Être Napolitain, c’est une façon particulière d’être Italien. Notre ville est restée la même depuis la Grèce antique. Naples est une ville dans laquelle il y a une sorte d’abandon, un désenchantement qui peut subitement se retourner, se renverser, pour devenir un enchantement. À Naples, chanter, jouer, être comédien, c’est naturel. Chacun se dissimule derrière un masque, et cache ainsi la conviction profonde que le fait d’être au monde est une condition de souffrance. Prenez par exemple Totò, l’acteur comique le plus aimé d’Italie. Il est né à Naples, dans le quartier de la Sanità. Derrière son masque, il portait une profonde mélancolie...

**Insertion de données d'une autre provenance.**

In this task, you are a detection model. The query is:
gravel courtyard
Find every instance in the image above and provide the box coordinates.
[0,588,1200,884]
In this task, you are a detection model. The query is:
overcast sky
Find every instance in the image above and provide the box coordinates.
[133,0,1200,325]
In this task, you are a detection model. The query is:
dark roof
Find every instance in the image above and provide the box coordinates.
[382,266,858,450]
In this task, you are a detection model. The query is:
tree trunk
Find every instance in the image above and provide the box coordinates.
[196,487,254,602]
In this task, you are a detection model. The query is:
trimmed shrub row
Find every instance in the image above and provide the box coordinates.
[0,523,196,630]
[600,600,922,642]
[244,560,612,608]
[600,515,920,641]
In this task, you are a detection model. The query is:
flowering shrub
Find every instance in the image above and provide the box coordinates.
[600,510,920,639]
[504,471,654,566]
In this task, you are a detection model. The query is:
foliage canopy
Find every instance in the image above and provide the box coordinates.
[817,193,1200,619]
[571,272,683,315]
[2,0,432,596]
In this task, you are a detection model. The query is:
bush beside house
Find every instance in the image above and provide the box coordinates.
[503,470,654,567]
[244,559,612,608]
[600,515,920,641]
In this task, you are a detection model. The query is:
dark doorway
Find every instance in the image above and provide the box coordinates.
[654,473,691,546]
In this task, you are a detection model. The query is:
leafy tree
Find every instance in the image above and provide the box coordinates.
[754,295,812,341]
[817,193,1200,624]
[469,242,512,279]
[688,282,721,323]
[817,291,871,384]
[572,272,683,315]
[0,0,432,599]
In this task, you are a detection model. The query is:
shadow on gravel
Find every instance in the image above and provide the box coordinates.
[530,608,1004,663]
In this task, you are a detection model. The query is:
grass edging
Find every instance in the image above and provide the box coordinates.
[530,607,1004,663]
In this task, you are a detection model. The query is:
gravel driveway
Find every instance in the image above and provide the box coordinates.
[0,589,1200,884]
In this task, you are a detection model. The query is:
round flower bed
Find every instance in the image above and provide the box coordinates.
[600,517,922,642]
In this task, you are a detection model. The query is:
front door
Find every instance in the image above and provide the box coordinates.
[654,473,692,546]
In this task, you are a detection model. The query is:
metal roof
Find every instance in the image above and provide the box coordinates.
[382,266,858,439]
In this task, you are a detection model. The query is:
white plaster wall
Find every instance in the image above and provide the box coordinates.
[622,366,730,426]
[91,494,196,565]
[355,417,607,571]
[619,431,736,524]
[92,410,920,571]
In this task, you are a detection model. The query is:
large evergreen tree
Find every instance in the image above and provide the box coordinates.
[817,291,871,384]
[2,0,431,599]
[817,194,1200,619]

Entretien avec Pierfrancesco Favino, acteur

Avez-vous hésité à tenir le rôle d’un Napolitain ?  

J’avais très peur. Il y a une énorme tradition d’acteurs venus du théâtre napolitain qui date de plus de cinquante ans. Cette tradition les protège, on ne peut pas se fabriquer une appartenance à cette tradition. Mais là j’incarne quelqu’un qui l’a oubliée. Alors, moi, j’ai dû l’apprendre. C’était difficile, mais cela ne m’effraie pas, c’est plutôt une joie, je trouve, de chercher.

Don Antonio Loffredo

Le prêtre qui a inspiré le personnage du Père Luigi Rega.

À la Sanità, le vieux quartier de Naples, sur les contrebas de Capodimonte, tout le monde connaît et vénère « Don Antonio ». Ce prêtre arrivé là il y a plus de vingt ans a découvert « un ghetto de pauvres, avec beaucoup de jeunes tombés dans les mains de la Camorra. Un endroit où la culture épousait la misère, abritant un patrimoine remontant jusqu’à quatre siècles avant J.-C., avec des vestiges grecs, des catacombes, des églises et presbytères. Un condensé de ce qu’est le peuple italien, de ses qualités et disgrâces. ».